Il coinvolgimento del settore privato. Tra i tanti spunti di riflessione della giornata dedicata alle ragazze rischio di mutilazione genitale femminile nei paesi europei, particolarmente interessante quello dedicato al coinvolgimento di comunità, imprese e rappresentanze diplomatiche. A illustrare il rapporto tra prevenzione e settore privato è stata Giorgia Ortu La Barbera, responsabile scientifica del Progetto Libellula sostenuto da Zeta Service, il primo network di aziende unite contro la violenza sulle donne, che ha ricordato la corrispondenza biunivoca tra aumento della cultura e diminuzione della violenza. Ma le aziende sono realmente interessate a parlare di questioni di genere? Quanto è difficile portare fuori dei contesti non governativi una cultura più diffusa su questi argomenti? Di sicuro realtà aziendali come Zeta service, che non perseguono il profitto e hanno una compagine di dipendenti per l’80% declinata al femminile, rappresentano un punto di partenza incoraggiante. “Il problema - spiega Ortu La Barbera - è che di femminicidio si parla solo quando le notizie arrivano in tv, sembra qualcosa di distante dalla quotidianità mentre invece il numero di donne uccise ogni anno è altissimo. Le più colpite sono quelle tra i 22 e i 44 anni, una forza lavoro che solo in un caso su cinque racconta della violenza e che sono nello 0,5 dei casi denuncia".

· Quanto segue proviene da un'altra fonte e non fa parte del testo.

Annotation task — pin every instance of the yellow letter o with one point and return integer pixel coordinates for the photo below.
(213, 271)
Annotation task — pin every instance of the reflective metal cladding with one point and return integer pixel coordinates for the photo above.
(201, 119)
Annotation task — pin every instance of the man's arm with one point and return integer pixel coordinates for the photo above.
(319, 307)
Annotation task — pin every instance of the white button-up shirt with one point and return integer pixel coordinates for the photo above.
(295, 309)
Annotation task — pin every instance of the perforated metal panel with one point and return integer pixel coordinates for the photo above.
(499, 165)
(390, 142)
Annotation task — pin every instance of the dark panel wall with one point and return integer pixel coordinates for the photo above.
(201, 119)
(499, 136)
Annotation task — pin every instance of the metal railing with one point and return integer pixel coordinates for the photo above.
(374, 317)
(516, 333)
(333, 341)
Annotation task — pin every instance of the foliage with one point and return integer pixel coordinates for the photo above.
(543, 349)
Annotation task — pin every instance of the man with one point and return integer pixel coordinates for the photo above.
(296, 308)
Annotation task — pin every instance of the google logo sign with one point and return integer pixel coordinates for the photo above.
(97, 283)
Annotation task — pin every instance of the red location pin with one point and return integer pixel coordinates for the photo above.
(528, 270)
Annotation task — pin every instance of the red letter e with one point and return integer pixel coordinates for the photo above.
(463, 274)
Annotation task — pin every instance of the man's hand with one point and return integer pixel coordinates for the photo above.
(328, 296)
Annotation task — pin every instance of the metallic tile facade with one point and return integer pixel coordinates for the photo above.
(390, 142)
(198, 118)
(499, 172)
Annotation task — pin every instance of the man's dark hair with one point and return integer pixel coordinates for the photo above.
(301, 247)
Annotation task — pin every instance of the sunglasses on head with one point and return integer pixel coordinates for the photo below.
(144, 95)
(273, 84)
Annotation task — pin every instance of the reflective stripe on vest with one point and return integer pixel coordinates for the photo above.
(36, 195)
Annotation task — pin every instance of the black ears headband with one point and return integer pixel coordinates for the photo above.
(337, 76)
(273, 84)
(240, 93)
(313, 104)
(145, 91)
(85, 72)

Ecco perché è così importante parlare di violenza di genere nei luoghi lavoro, perché le aziende sono ormai contesti in cui, in maniera più o meno esplicita, si fa cultura, e lavorare con le imprese rappresenta ormai una cassa di risonanza preziosa per cambiare atteggiamenti che diventano comportamenti organizzativi. Prova ne è il fatto che i tavoli di discussione aziendali sono composti quasi sempre da uomini: parlare nelle aziende significa parlare con gli uomini.

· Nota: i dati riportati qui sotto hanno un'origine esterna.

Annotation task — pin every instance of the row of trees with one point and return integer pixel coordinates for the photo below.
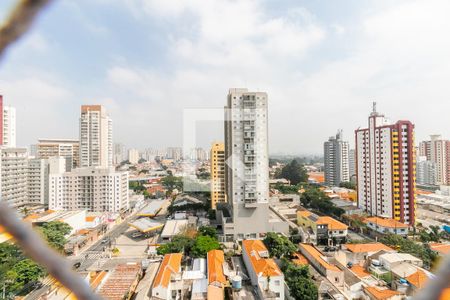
(294, 172)
(17, 272)
(315, 198)
(408, 246)
(192, 243)
(297, 278)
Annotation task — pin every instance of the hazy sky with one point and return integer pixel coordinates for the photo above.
(322, 63)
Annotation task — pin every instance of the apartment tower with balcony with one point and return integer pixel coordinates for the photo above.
(247, 164)
(217, 174)
(336, 159)
(386, 168)
(96, 144)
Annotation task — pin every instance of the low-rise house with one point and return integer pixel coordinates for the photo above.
(358, 253)
(216, 275)
(172, 228)
(75, 218)
(264, 273)
(390, 260)
(374, 293)
(321, 229)
(168, 282)
(121, 283)
(386, 226)
(353, 285)
(320, 262)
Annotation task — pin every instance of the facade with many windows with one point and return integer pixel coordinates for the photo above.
(91, 189)
(217, 174)
(386, 168)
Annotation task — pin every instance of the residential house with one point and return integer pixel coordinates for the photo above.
(358, 253)
(168, 282)
(264, 273)
(321, 229)
(321, 263)
(386, 226)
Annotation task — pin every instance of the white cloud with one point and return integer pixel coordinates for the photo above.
(41, 108)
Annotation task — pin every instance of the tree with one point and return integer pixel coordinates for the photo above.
(208, 231)
(279, 245)
(25, 271)
(55, 233)
(299, 281)
(409, 246)
(179, 243)
(294, 172)
(314, 198)
(203, 244)
(172, 182)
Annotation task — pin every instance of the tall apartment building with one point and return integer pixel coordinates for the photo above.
(175, 153)
(119, 154)
(336, 160)
(386, 166)
(24, 180)
(7, 125)
(92, 189)
(96, 143)
(14, 176)
(37, 181)
(437, 151)
(352, 164)
(247, 164)
(133, 156)
(67, 148)
(426, 171)
(217, 174)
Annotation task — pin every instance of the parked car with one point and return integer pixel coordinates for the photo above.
(136, 234)
(76, 265)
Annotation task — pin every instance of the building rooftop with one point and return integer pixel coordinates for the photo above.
(442, 248)
(146, 225)
(258, 254)
(359, 271)
(333, 224)
(119, 283)
(215, 267)
(299, 259)
(368, 247)
(380, 294)
(318, 256)
(418, 279)
(173, 227)
(399, 257)
(170, 264)
(152, 209)
(388, 223)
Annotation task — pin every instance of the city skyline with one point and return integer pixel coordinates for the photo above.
(304, 78)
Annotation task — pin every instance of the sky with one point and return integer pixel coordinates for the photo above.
(322, 64)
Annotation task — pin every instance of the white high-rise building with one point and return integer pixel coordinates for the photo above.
(247, 164)
(14, 176)
(437, 150)
(336, 160)
(352, 164)
(9, 126)
(426, 171)
(386, 168)
(92, 189)
(133, 156)
(96, 142)
(119, 154)
(67, 148)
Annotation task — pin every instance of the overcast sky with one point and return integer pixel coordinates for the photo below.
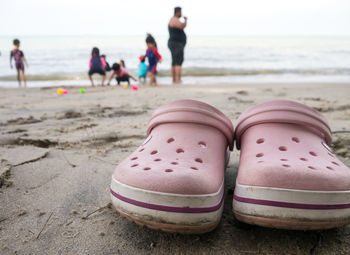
(136, 17)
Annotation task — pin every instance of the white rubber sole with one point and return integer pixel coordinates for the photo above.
(166, 208)
(278, 205)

Un ruolo in continua evoluzione. Il problema è che, rispetto all’abbattimento degli stereotipi e alla riconsiderazione dei modelli femminili, molti sono interessati ma altrettanti si dichiarano poco informati. Un interesse generico privo di consapevolezza sembra la cifra del pensiero patriarcale in Italia, Paese dove una persona su due ritiene che se un uomo è stato tradito è comprensibile che perda la testa e che gli episodi di violenza contro le donne riguardino solo le fasce più in corte e povere della popolazione. Il progetto Libellula è riuscito finora a coinvolgere 23 aziende chiedendo loro di creare spazi di alfabetizzazione su questi argomenti.

"Il ruolo delle imprese è in continua evoluzione - conclude Maio - queste realtà sono chiamate ogni giorno di più rispondere ai bisogni dei cittadini. Siamo nell’era della responsabilità sociale d’impresa, in cui le strategie sostenibili fanno davvero la differenza". Safety first. Per garantire il futuro delle bambine.